If you liked my article, please click the ? to help me stay motivated to write articles. Please follow me on Medium and other social media:

An introduction to Q-Learning: reinforcement learning (14)
An introduction to Q-Learning: reinforcement learning (15)
An introduction to Q-Learning: reinforcement learning (16)

If you have any questions, please let me know in a comment below or on Twitter.
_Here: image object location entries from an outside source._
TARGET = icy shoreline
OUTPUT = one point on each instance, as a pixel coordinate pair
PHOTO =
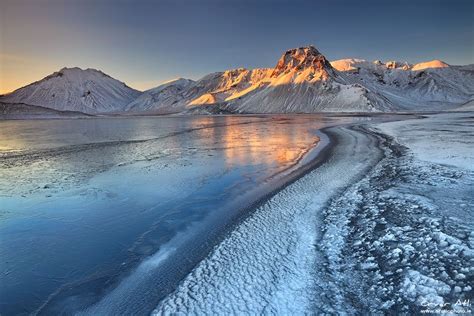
(269, 264)
(374, 228)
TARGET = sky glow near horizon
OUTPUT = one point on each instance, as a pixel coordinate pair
(144, 43)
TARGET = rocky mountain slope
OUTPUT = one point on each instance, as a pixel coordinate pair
(303, 81)
(432, 85)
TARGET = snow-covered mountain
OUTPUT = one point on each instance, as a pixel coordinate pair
(432, 85)
(74, 89)
(303, 81)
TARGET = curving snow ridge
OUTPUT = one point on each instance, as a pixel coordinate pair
(75, 89)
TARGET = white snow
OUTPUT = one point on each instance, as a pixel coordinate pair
(75, 89)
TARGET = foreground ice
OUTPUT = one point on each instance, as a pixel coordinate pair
(396, 238)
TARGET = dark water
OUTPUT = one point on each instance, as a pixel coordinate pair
(85, 204)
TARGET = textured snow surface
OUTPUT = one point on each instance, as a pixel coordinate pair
(375, 229)
(442, 138)
(401, 239)
(302, 81)
(74, 89)
(270, 264)
(433, 85)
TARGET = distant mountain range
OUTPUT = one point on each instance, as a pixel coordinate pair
(303, 81)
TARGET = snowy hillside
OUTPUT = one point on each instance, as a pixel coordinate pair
(303, 81)
(432, 85)
(167, 95)
(74, 89)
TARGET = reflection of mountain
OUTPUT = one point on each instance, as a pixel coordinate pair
(270, 143)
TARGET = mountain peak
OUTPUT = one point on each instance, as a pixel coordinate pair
(436, 63)
(301, 58)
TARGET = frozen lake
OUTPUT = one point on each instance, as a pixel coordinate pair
(84, 202)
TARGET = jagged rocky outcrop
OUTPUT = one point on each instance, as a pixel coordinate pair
(302, 81)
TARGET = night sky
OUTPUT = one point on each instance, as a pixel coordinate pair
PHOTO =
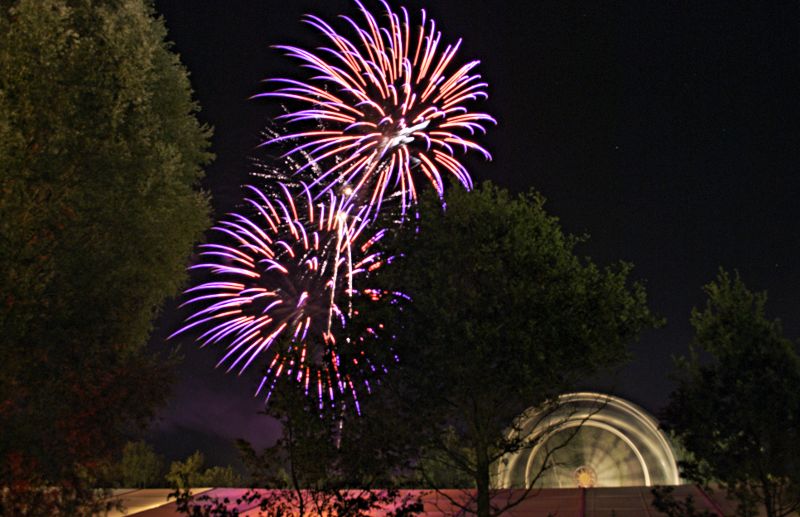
(668, 131)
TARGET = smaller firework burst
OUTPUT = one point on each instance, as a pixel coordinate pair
(282, 288)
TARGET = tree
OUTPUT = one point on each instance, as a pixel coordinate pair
(737, 407)
(504, 316)
(326, 462)
(189, 473)
(100, 154)
(140, 466)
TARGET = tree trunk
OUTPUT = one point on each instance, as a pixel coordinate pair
(482, 481)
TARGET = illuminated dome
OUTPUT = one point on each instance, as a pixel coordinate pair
(589, 440)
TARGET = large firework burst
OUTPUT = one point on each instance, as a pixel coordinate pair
(382, 107)
(282, 288)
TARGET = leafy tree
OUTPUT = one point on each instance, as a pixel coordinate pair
(504, 316)
(326, 462)
(100, 152)
(189, 473)
(140, 466)
(737, 407)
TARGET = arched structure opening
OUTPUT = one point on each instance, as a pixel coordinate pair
(589, 440)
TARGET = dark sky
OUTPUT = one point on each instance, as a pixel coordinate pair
(668, 131)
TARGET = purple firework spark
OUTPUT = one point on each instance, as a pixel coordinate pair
(384, 104)
(281, 288)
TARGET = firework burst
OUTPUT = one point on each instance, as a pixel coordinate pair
(385, 107)
(283, 287)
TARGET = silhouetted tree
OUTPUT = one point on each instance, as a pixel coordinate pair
(100, 153)
(140, 466)
(737, 405)
(503, 316)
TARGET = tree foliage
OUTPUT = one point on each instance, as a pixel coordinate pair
(504, 316)
(100, 154)
(190, 473)
(737, 406)
(140, 466)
Subscribe to my YouTube channel for more tech videos.

ADVERTIsem*nT

ADVERTIsem*nT

ADVERTIsem*nT

ADVERTIsem*nT

ADVERTIsem*nT

ADVERTIsem*nT

ADVERTIsem*nT

ADVERTIsem*nT

If this article was helpful, .

Learn to code for free. freeCodeCamp's open source curriculum has helped more than 40,000 people get jobs as developers. Get started

ADVERTIsem*nT

An introduction to Q-Learning: reinforcement learning (2024)
Top Articles
The Nikki Catsouras death - HERE the incredible photos | Horror Galore
Remembering Nikki Catsouras: The Tragic and Haunting Photos - This Week in Libraries
ALLEN 'CHAINSAW' KESSLER | LAS VEGAS, NV, United States
Vons Credit Union Routing Number
Ann Taylor Assembly Row
Darshelle Stevens Thothub
What Is Carrier Default App? Everything You Need To Know - Mobile Soon
The 10 Best Drury Hotels in the United States
Lojë Shah me kompjuterin në internet. Luaj falas
Large Storage Unit Nyt Crossword
American Airlines Companion Certificate Blackout Dates 2023
Schmidt & Schulta Funeral Home Obituaries
Wall Street Journal Currency Exchange Rates Historical
Best Charter Schools Tampa
Warped Pocket Dimension
Slmd Skincare Appointment
Craigslist Tools Las Cruces Nm
8042872020
ZQuiet Review | My Wife and I Both Tried ZQuiet for Snoring
Uca Cheerleading Nationals 2023
Brise Stocktwits
Emmi Sellers Cheerleader
Gopher Hockey Forum
Www.publicsurplus.com Motor Pool
Cool Motion matras kopen bij M line? Sleep well. Move better
Sdn Upstate 2023
Foreign Languages Building
Orileys Auto Near Me
Work with us | Pirelli
Ufc 281 Tapology
Used Fuel Tanks For Sale Craigslist
Operation Fortune Showtimes Near Century Rio 24
Megan Hall Bikini
Mcdonald Hours Near Me
Sentara Norfolk General Visiting Hours
The Abduction of Heather Teague
Ridgid Pro Tool Storage System
Scholastic to kids: Choose your gender
Donald Vacanti Obituary
Alt J Artist Presale Code
Fedex Express Location Near Me
cGMP vs GMP: What's the Difference? | Ascendia Pharma
Best Th13 Base
Leuke tips & bezienswaardigheden voor een dagje Wijk bij Duurstede
Claudy Jongstra on LinkedIn: Tonight at 7 PM opens NAP+, a new, refreshing and enriching addition to…
Topic: Prisoners in the United States
Thoren Bradley Lpsg
Lesson 8 Skills Practice Solve Two-Step Inequalities Answer Key
Why Did Jen Lewis Leave Wavy 10
Wrdu Contests
Pnp Telegram Group
tweedehands auto kopen in Gilze en Rijen
Latest Posts
Article information

Author: Dr. Pierre Goyette

Last Updated:

Views: 5430

Rating: 5 / 5 (70 voted)

Reviews: 93% of readers found this page helpful

Author information

Name: Dr. Pierre Goyette

Birthday: 1998-01-29

Address: Apt. 611 3357 Yong Plain, West Audra, IL 70053

Phone: +5819954278378

Job: Construction Director

Hobby: Embroidery, Creative writing, Shopping, Driving, Stand-up comedy, Coffee roasting, Scrapbooking

Introduction: My name is Dr. Pierre Goyette, I am a enchanting, powerful, jolly, rich, graceful, colorful, zany person who loves writing and wants to share my knowledge and understanding with you.